A pesar de mi aquilatada experiencia, vuelvo a preguntarme, obsesivamente, cómo es posible que, después de las tragedias generadas por el comunismo -desde los asesinatos masivos de Stalin, pasando por el genocidio de Pol Pot en Camboya y la persecución de disidentes en Cuba, hasta la violación sistemática de los derechos humanos en la Venezuela de Chávez y Maduro-, todos hechos comprobados por documentación inapelable, la izquierda gourmet siga cultivando la misma afición por aquellas viejas pasiones. Cualquiera que haga una prueba en rueda de amigos progres comprobará que los crímenes de Hitler o de Pinochet ostentan un estatus diferente de los cometidos por el Padrecito de los pueblos o por Fidel Castro. Ineluctablemente se impondrá un: “Pero no es lo mismo”. ¿No es lo mismo?
La historia parecería no dejar huellas en quienes temen más al desierto que a conservar las ilusiones totalizantes. Muéstrele los cuerpos martirizados de las víctimas del tiranillo Daniel Ortega en Nicaragua a un predicador y verá el rostro de la incredulidad implantada en sus facciones. Haga lo mismo con una víctima de la represión en Chile o en Brasil y observará cómo las cosas vuelven al lugar deseado. Lo hemos comprobado recientemente con el informe de Michelle Bachelet sobre los asesinatos de la dictadura venezolana: ni siquiera una buena fuente es capaz de despejar un cerebro catequizado. Siempre hay una excusa para salvar el honor de una doctrina.
Así explica Koestler su primera impresión al comprobar que, en la Unión Soviética de 1932-1933, las cosas eran bien distintas de las que él había soñado; cuando, en lugar de un paraíso terrenal, se topó con un país de multitudes desarrapadas y hambrientas: “Reaccioné ante el brutal impacto de la realidad sobre la ilusión de la manera típica de un creyente. Estaba sorprendido y aturdido, pero los elásticos amortiguadores de mi adoctrinamiento empezaron inmediatamente a funcionar. Tenía ojos para ver y una mente condicionada para explicar satisfactoriamente lo que veía”.

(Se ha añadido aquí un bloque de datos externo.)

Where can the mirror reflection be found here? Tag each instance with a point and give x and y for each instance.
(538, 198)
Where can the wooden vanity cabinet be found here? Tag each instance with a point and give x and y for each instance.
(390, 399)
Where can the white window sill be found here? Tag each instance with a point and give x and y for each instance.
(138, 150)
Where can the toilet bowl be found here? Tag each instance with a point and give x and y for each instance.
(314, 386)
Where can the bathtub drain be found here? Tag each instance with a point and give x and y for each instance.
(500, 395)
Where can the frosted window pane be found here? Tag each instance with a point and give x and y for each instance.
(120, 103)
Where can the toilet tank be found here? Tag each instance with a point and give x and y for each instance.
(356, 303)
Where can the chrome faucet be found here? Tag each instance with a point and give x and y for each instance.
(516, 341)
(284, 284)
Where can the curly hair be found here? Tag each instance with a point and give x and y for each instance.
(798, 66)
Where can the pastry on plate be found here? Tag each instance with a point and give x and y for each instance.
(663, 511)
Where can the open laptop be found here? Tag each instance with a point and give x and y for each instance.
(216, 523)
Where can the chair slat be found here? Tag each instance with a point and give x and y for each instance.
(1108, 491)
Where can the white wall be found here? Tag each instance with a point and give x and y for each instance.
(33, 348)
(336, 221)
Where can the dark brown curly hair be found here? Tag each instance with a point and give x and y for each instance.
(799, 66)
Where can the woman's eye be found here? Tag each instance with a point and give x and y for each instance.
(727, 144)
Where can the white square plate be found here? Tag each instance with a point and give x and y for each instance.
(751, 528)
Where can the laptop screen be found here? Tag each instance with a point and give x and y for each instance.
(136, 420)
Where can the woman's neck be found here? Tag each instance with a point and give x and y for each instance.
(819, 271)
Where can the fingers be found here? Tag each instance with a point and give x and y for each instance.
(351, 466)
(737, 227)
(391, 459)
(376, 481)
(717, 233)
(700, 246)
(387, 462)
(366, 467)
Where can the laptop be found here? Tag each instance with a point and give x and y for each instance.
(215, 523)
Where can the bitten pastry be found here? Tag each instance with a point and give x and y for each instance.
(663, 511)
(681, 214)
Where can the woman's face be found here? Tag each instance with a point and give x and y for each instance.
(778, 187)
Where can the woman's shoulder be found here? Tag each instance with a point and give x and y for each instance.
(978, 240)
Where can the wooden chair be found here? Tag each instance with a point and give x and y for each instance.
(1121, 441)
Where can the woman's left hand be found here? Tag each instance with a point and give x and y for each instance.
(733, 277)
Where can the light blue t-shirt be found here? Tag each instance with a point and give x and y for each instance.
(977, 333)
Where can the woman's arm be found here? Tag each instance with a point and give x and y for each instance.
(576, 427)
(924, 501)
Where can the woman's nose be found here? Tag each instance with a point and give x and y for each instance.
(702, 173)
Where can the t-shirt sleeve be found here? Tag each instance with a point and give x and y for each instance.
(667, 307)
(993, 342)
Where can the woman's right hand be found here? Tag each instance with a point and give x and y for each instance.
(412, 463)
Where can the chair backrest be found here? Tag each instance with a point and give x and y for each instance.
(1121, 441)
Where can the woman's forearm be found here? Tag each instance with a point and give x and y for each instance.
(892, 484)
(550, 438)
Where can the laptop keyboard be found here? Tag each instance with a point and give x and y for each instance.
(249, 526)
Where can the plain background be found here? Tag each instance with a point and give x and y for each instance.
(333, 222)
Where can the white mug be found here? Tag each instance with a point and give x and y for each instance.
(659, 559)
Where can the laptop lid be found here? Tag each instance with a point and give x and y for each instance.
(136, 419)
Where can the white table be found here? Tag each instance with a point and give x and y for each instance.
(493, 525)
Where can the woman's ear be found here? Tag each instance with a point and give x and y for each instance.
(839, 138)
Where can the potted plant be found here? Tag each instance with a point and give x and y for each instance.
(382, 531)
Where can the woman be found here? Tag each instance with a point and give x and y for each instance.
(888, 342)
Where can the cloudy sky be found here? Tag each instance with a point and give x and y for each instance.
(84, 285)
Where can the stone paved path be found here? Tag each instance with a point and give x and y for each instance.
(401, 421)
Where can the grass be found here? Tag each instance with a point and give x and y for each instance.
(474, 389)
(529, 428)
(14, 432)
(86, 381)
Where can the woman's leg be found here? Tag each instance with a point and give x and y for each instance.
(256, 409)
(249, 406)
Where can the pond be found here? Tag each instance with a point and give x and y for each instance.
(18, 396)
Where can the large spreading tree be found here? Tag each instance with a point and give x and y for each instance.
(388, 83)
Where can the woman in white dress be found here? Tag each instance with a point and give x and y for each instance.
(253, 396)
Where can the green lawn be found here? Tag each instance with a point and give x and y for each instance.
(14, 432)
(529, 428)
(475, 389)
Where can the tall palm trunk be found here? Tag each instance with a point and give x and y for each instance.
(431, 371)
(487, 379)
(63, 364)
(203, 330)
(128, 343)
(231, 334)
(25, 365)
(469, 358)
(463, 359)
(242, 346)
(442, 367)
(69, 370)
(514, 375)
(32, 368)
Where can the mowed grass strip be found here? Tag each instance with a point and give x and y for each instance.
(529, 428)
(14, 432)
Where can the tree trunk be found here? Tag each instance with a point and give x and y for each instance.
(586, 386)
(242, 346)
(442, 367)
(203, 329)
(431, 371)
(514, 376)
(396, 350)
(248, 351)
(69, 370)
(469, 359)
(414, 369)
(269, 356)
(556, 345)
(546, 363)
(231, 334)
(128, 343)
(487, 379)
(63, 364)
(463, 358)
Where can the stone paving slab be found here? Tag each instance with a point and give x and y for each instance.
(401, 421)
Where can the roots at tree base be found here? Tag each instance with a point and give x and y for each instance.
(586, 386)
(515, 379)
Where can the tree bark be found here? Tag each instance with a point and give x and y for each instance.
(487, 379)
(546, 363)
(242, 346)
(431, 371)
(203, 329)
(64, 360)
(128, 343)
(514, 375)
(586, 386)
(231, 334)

La ceguera ideológica es una patología de candente actualidad. Hoy permite, incluso, alquimias tan notables como unir consignas revolucionarias con caudillos feudales multimillonarios, cajas de seguridad repletas de billetes imperialistas mal habidos con derechos humanos, clientelismo esclavizante y lucha de clases, barrabravas con aprendices de guerrilleros, sindicalistas acaudalados y justicia distributiva, narcotráfico y bandolerismo agrario con equidad social. La Biblia y el calefón.
Los cínicos disfrutan de los placeres terrenales, pero los “imbéciles” (Koestler dixit) son los que sostienen la farsa.
Parece literatura, pero es puro realismo. Mágico.
Publicado en La Nación el 4 de noviembre de 2020.